Les résidents hospitaliers et ceux des centres de santé sont aussi des acteurs de premier plan que l’on doit mobiliser, mais cela de façon organisée et surtout sécuritaire. La liste pourrait être allongée en incluant les psychologues, les travailleurs sociaux et le personnel administratif de première ligne.

Formation des intervenants en services essentiels non médicaux

Il nous faut aussi penser aux professionnels des autres secteurs que la santé. Le rôle des ingénieurs et des travailleurs de la construction (ceux-ci ont rapidement aménagé des chambres à pression négative pour la Covid-19 dans les hôpitaux où je travaillais durant la pandémie), des médias, des transports, de l’alimentation ou de la salubrité, par exemple, est aussi essentiel. Ces professionnels ont vécu une pression énorme. Il ne faut pas les oublier dans nos stratégies de « réaction rapide et concertée » en temps de crise.

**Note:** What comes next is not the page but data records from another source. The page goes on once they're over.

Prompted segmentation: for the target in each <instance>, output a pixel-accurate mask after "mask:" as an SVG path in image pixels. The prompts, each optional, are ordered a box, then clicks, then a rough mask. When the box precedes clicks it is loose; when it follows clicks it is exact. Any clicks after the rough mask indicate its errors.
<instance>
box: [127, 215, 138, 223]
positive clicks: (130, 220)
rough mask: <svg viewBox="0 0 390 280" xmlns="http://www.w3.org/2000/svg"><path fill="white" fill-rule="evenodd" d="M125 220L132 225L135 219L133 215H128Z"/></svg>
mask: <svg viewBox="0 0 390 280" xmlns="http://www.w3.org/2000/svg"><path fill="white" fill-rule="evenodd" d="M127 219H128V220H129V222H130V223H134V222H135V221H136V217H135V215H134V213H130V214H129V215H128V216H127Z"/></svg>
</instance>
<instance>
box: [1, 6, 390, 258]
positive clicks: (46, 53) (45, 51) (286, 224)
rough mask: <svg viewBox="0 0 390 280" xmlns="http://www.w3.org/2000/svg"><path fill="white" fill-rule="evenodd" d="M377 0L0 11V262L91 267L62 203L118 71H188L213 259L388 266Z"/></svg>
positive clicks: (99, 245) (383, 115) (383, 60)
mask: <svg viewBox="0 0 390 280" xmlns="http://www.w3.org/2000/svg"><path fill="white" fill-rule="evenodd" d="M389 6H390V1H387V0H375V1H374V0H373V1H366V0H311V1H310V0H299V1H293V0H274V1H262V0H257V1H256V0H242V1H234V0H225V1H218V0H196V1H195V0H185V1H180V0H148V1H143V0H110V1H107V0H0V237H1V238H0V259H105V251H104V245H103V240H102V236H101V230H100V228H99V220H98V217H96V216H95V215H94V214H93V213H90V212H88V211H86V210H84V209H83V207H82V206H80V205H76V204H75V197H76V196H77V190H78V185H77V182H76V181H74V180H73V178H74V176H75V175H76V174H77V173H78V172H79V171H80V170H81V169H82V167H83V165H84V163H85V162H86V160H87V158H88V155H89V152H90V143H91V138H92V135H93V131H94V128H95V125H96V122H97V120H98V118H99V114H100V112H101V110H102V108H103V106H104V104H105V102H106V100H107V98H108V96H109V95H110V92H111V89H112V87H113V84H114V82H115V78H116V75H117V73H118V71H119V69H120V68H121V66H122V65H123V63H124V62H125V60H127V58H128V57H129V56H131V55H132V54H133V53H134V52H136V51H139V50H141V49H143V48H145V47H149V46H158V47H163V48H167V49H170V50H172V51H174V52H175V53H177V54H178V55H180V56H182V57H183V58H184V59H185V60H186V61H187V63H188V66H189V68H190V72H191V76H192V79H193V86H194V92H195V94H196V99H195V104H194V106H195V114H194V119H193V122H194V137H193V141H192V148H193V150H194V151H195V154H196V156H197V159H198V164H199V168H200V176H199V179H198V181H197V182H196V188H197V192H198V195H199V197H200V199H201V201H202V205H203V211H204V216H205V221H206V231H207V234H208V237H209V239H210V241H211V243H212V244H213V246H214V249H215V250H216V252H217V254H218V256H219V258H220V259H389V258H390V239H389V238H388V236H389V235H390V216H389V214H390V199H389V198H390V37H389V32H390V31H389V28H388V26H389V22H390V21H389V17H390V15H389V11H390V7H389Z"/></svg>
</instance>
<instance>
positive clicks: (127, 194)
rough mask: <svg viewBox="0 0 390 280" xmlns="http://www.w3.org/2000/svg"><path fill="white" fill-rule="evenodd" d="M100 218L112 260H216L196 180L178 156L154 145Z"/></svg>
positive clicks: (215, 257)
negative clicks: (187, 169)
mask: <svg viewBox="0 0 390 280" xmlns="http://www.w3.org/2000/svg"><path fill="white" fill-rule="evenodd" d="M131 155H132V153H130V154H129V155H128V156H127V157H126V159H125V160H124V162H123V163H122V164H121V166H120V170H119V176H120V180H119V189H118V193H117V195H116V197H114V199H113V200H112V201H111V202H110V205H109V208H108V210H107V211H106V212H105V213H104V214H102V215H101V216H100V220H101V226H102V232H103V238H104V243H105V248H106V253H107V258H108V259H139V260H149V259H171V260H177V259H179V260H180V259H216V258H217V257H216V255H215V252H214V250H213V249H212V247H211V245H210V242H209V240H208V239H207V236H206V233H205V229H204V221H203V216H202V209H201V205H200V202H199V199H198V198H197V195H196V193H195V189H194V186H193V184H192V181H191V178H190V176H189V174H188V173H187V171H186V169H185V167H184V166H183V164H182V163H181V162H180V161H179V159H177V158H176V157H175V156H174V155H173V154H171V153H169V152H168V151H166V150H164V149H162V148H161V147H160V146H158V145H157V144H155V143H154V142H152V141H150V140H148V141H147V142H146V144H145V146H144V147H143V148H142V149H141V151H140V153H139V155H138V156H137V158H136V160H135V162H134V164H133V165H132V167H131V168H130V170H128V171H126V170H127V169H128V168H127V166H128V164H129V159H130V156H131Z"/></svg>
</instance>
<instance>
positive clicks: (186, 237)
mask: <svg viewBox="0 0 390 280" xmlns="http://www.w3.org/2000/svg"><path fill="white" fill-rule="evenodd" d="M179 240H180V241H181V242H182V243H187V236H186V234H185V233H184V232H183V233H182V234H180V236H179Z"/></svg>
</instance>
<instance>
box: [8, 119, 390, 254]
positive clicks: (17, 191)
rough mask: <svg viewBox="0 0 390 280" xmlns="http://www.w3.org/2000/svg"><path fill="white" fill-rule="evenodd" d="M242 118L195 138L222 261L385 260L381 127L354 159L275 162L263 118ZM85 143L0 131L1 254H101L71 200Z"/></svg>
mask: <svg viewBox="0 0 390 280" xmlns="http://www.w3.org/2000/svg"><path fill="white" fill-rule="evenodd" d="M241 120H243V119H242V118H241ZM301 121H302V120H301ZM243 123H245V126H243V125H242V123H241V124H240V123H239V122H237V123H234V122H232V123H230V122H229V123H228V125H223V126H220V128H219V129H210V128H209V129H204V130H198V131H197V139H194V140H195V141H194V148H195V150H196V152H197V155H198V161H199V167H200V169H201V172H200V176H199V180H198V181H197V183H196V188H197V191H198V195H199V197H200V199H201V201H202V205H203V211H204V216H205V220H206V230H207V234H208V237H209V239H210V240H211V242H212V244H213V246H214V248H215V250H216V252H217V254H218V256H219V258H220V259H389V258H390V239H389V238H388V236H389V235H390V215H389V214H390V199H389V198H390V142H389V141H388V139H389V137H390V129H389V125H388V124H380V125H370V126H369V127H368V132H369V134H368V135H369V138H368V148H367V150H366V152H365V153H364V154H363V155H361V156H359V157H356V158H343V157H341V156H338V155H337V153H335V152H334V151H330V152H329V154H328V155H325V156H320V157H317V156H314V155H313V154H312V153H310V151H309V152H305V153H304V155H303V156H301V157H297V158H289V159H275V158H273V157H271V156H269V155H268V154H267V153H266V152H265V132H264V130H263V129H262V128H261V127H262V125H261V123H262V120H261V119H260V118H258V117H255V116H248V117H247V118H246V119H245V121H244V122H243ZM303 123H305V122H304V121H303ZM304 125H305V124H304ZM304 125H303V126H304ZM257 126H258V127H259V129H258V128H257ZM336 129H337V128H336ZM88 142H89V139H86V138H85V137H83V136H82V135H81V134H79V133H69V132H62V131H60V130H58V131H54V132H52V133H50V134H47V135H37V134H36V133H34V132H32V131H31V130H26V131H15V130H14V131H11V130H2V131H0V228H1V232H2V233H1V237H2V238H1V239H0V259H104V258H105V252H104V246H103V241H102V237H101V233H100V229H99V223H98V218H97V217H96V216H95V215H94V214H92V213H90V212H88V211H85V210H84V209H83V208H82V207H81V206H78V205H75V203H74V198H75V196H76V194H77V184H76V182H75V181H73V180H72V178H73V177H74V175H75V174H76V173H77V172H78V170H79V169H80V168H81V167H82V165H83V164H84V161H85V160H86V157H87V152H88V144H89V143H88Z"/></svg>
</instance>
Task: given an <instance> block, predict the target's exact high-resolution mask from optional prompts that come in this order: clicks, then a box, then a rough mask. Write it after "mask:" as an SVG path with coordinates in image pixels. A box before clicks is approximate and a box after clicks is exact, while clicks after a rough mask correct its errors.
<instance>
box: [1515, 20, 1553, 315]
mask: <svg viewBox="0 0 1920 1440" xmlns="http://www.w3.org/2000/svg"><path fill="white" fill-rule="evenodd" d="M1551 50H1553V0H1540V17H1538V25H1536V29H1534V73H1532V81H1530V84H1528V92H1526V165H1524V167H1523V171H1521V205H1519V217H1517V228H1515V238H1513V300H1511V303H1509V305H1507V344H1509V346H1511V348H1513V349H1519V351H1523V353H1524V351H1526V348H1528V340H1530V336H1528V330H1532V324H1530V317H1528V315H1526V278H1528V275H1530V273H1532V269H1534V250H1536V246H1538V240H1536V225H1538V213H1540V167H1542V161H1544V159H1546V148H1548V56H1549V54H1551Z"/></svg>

En science on nous enseigne que tout est possible et on nous apprend à estimer le probable par des calculs. Par exemple, une chute de neige en juillet est possible, mais peu probable. La chute en domino des pylônes d’Hydro-Québec en 1998, lors de la crise du verglas, était aussi peu probable. Le comportement spontané, hyperactif et « innovateur » du virus SARS-CoV-2 illustre bien que le possible peut devenir probable et réel en peu de temps.

Une crise comme celle de la Covid-19 ne sera pas la dernière. On ne peut pas éliminer toutes les menaces qui nous guettent. Mais par des actions concertées et stratégiques, on peut en réduire la force et l’impact, notamment avec la participation essentielle des citoyens.

Gilles Lavigne, Professor and Canada Research Chair in pain, sleep and trauma, Université de Montréal

La version originale de cet article a été publiée sur La Conversation.